– Я сказал: «нефформир-ровавшаяся лищность». Я не сказал: «непол-лноценный», – донеслось до Колиного слуха. – Вы э-элементарных слов не знаете!
Потом он услышал одно из тех слов, которыми любят щеголять в школе разные идиоты.
Через минуту Борис Генрихович, проклиная всех вокруг, с разбитым носом вываливался из беседки и, шатаясь, плелся к калитке, яростно рассекая воздух кулаком.
– Чернь! Чернь ч-чернос-сотенная!
– Уползай, пока жив! – рычал ему вслед Иван Петрович. – С-сука…
Дед с отсутствующим, безмятежным видом наливал себе новую стопку.
Знакомство
Толян, подперев бока руками, задумчиво разглядывал свои приобретения, стоящие на фоне огромного камина в гостиной. Превратить камин в музей случайных вещей не получалось. Большинство экспонатов были слишком крупные, иные, как, например, глиняная посуда, смотрелись убого.

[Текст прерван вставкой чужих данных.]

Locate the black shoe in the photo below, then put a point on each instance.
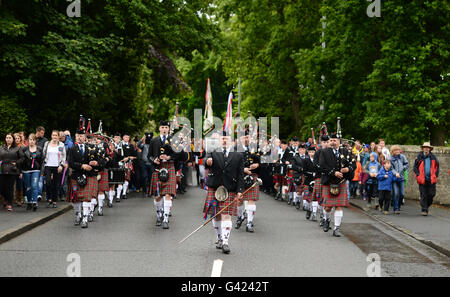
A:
(158, 221)
(336, 232)
(226, 249)
(239, 222)
(326, 225)
(308, 214)
(322, 222)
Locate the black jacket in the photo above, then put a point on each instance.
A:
(297, 165)
(227, 172)
(308, 170)
(76, 160)
(28, 161)
(154, 150)
(11, 159)
(329, 164)
(316, 163)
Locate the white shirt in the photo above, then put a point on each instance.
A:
(386, 153)
(53, 156)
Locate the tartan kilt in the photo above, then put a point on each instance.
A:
(335, 201)
(128, 175)
(301, 187)
(170, 186)
(253, 194)
(317, 196)
(308, 195)
(210, 196)
(84, 194)
(278, 179)
(103, 184)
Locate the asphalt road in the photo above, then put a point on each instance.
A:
(126, 242)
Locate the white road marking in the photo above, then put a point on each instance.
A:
(217, 268)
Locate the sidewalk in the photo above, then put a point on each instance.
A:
(12, 224)
(432, 230)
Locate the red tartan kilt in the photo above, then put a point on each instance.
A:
(128, 175)
(301, 187)
(103, 184)
(210, 196)
(253, 194)
(308, 195)
(84, 194)
(335, 201)
(317, 195)
(169, 187)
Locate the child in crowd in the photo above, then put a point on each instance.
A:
(356, 178)
(385, 179)
(372, 168)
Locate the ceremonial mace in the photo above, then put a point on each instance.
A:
(257, 183)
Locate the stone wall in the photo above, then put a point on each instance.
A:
(443, 183)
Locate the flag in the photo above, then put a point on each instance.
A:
(208, 117)
(227, 125)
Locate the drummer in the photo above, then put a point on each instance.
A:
(226, 168)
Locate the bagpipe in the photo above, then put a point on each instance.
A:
(88, 130)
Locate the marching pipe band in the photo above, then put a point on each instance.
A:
(307, 175)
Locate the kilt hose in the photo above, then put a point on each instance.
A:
(170, 186)
(335, 201)
(317, 194)
(210, 197)
(103, 184)
(253, 194)
(128, 175)
(301, 187)
(85, 194)
(308, 194)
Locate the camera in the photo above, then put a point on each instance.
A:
(148, 137)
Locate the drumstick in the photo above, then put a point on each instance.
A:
(258, 182)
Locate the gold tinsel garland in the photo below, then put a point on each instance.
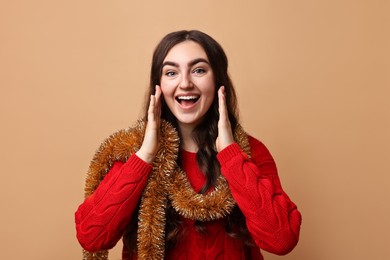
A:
(167, 181)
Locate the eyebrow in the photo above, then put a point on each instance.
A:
(191, 63)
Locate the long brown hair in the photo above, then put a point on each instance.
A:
(206, 132)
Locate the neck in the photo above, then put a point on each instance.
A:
(187, 142)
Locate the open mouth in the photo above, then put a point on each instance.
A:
(187, 100)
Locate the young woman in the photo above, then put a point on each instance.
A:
(186, 182)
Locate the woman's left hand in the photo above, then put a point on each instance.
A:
(225, 135)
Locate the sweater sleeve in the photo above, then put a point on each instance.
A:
(102, 218)
(271, 217)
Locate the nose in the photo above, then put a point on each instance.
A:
(185, 82)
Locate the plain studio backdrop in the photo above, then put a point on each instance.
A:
(312, 79)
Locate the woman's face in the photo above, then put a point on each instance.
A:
(187, 83)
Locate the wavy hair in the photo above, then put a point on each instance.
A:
(206, 132)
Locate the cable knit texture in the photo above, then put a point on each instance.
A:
(272, 218)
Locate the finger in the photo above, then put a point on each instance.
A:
(222, 103)
(158, 100)
(151, 108)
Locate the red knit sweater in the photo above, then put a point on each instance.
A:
(271, 217)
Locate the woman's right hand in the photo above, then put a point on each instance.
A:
(150, 144)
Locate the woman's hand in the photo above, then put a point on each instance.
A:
(225, 135)
(150, 144)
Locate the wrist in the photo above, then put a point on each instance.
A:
(146, 157)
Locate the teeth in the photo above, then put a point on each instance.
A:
(187, 97)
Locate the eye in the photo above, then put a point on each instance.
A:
(199, 71)
(170, 73)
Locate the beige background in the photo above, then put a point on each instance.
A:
(313, 81)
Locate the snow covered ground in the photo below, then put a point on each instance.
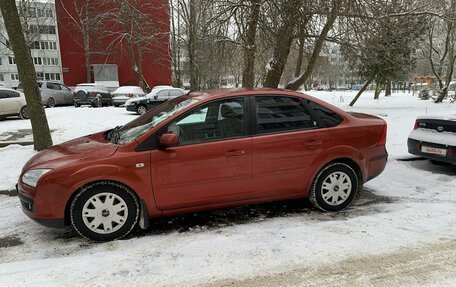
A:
(401, 232)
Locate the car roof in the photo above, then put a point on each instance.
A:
(8, 89)
(218, 93)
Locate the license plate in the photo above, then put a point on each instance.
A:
(433, 150)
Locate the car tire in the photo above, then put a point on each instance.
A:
(50, 103)
(104, 211)
(334, 187)
(141, 109)
(98, 101)
(23, 113)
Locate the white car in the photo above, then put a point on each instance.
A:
(92, 94)
(158, 95)
(12, 103)
(122, 94)
(434, 137)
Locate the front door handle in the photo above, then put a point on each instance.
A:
(233, 153)
(312, 143)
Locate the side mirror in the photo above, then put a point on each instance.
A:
(168, 140)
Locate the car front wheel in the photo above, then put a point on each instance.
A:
(104, 211)
(334, 188)
(141, 109)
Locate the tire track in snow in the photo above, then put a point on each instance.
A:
(430, 265)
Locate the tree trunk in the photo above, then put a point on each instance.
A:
(360, 92)
(86, 40)
(378, 88)
(300, 54)
(194, 81)
(283, 42)
(298, 82)
(248, 73)
(388, 89)
(41, 134)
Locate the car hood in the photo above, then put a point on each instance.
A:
(87, 147)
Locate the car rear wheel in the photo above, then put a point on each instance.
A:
(334, 187)
(51, 103)
(141, 109)
(23, 113)
(104, 211)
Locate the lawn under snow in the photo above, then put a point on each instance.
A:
(410, 207)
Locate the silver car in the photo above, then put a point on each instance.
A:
(53, 93)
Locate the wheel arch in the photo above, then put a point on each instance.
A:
(87, 185)
(343, 154)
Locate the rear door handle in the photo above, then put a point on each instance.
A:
(233, 153)
(312, 144)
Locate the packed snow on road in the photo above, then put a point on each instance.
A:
(399, 232)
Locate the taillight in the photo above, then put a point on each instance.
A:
(382, 140)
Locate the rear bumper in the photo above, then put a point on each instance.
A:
(377, 163)
(414, 147)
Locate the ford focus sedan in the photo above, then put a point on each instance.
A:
(201, 151)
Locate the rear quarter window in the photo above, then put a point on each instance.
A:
(324, 116)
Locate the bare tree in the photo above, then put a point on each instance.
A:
(41, 133)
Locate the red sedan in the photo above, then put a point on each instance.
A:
(204, 150)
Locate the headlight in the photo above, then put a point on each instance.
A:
(31, 177)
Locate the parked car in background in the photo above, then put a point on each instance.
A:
(12, 103)
(434, 137)
(95, 95)
(53, 93)
(201, 151)
(122, 94)
(157, 96)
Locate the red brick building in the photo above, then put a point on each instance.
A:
(108, 40)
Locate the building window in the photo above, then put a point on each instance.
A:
(35, 45)
(52, 76)
(32, 12)
(37, 61)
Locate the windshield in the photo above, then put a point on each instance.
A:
(141, 125)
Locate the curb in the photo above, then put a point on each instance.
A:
(8, 192)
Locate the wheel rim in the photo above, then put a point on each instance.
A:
(141, 110)
(105, 213)
(336, 188)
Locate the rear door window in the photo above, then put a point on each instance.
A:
(280, 114)
(324, 116)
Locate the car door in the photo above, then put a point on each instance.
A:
(212, 164)
(286, 141)
(5, 105)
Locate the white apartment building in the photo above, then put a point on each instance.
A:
(42, 37)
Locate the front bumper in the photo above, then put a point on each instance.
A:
(414, 147)
(30, 209)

Постепенно до него дошло, что никакого применения всему этому древнему барахлу в его доме быть не может. Его можно было разве что сдать в музей или спрятать на чердаке, как это сделал Моисеич.
Толян страшно не любил чувствовать себя дураком. Но сейчас он стоял перед фактом: только идиот мог как мальчишка натаскать домой со свалки вещей и совершенно не знать, что с ними делать.

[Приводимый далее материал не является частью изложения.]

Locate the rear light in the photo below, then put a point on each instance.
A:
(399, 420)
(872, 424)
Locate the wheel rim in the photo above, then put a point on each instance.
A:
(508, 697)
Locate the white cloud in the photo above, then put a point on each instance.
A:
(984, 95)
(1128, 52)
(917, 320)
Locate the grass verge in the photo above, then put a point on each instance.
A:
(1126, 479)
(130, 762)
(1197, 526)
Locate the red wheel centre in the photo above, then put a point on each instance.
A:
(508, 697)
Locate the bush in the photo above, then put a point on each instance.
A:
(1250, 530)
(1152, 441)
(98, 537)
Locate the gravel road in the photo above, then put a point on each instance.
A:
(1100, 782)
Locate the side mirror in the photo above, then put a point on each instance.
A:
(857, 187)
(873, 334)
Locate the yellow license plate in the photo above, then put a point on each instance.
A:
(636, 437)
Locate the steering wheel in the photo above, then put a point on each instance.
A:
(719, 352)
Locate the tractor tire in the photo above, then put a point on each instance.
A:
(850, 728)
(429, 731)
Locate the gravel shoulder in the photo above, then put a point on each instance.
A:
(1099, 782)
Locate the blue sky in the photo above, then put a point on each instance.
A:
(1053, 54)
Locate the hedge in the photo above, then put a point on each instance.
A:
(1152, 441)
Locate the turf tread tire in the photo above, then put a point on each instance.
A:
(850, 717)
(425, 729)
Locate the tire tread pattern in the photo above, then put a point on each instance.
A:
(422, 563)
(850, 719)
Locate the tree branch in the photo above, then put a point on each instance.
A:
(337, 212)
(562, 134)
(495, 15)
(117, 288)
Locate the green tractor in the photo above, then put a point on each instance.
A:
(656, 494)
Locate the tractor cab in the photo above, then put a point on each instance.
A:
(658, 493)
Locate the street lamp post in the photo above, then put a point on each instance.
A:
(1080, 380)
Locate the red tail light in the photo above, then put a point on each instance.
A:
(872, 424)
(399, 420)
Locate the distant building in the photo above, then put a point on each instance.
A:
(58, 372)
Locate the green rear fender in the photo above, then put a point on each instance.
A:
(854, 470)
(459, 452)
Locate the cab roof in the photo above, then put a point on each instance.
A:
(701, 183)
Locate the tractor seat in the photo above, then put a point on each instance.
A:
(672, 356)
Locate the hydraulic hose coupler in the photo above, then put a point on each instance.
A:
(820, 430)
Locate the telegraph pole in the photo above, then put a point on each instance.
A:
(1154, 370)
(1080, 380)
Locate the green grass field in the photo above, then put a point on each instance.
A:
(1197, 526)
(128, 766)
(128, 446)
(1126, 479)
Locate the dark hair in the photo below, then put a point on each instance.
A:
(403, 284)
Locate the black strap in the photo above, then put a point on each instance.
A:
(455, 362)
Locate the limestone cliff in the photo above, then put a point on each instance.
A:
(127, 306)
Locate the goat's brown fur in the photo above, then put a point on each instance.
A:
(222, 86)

Полусгнивший мушкет на стену не повесишь. Облупившийся Будда мог быть изготовлен сорок лет назад в Ташкенте.
«Козел!» – разбито прошептал Толян. – «На ко-ой? Еклмнэ…»

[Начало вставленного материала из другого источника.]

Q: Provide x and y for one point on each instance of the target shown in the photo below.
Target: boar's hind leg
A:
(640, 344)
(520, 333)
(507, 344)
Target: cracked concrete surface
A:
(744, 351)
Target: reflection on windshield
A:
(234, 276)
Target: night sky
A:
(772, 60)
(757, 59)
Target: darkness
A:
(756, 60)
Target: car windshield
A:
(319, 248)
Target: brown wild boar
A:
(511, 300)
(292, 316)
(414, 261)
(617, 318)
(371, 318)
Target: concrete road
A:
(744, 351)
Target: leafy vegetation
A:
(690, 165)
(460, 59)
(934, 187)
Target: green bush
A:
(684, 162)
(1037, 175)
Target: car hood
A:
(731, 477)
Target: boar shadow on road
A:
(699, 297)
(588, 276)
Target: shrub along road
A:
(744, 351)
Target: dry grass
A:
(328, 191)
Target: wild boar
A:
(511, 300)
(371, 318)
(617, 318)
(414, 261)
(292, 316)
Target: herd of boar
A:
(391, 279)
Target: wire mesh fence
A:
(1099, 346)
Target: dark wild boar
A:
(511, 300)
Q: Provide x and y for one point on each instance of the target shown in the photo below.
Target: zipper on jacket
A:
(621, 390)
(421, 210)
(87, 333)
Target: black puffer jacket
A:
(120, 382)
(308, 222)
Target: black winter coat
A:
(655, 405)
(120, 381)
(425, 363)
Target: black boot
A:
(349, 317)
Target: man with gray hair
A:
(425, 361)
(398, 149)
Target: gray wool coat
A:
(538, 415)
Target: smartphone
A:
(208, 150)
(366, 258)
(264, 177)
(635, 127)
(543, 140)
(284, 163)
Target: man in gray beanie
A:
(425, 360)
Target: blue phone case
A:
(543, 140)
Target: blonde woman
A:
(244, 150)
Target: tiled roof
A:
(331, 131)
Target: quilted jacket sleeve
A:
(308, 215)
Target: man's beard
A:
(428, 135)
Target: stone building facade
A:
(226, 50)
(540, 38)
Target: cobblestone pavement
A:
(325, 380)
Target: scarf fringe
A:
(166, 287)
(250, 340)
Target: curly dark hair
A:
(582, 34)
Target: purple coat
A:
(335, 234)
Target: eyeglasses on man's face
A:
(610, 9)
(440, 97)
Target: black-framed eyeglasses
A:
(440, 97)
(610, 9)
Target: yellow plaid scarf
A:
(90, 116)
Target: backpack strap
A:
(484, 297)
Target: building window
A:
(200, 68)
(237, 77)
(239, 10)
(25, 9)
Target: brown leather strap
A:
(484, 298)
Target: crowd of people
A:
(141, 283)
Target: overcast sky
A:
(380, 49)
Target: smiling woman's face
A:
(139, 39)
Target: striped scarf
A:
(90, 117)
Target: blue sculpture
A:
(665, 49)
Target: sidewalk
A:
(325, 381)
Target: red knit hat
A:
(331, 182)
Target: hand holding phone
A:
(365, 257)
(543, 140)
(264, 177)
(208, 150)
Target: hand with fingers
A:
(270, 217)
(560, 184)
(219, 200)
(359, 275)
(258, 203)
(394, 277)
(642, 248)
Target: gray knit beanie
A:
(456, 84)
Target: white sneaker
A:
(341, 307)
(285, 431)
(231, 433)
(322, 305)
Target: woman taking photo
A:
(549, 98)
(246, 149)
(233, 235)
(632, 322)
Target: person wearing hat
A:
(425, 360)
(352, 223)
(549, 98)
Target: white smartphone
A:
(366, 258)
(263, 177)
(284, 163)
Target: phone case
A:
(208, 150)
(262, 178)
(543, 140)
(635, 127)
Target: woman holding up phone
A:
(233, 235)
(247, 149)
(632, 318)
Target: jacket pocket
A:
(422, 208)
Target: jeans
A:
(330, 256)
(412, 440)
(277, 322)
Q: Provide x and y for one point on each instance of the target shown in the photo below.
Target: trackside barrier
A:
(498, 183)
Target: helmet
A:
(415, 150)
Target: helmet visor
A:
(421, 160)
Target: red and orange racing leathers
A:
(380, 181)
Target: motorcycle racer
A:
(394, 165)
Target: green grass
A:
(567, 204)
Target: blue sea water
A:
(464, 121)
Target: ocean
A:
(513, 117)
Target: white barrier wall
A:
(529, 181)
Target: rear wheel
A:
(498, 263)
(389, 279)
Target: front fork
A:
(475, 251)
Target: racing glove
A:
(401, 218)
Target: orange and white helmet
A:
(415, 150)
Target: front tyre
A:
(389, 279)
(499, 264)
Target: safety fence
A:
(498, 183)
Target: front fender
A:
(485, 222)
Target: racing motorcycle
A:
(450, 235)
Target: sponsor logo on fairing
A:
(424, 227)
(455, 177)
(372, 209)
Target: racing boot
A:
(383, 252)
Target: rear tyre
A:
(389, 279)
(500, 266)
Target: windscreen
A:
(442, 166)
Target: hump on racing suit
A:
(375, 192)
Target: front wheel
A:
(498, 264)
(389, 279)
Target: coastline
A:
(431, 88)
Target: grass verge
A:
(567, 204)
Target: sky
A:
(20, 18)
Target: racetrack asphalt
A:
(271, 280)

Он чувствовал, что больше не сможет заявиться к Моисеичу и потребовать с него долг. Это будет уже настоящее срамное шакальство. А бог не фраер.
Он выматерился и пошел в ванную
Помлев в джакузи и выкурив сигарету, Толян еще раз критично осмотрел свои «сокровища». Потом без колебаний побросал глиняные плошки обратно в коробку. Деревянные фигурки и Будда тоже отправились на выброс.
«Ружье… ладно, придумаем!»
Кофейник вроде худо-бедно смотрелся на камине.
От чего не хотелось избавляться, так это от роскошной золотой ханукии. Но Толян представил, что начнется, когда гости увидят это у него дома.
«Еще этот хмырь…» – подумал Толян, переведя взгляд на полюбившегося истукана.
– Че у тя рожа такая тупая? – зло спросил он.
Болван молчал.
«Не-е, Буряту такое дарить нельзя. В морду даст!»
Он провел пальцем по глиняным губам, между которыми зияла узкая щелка для бросания монет.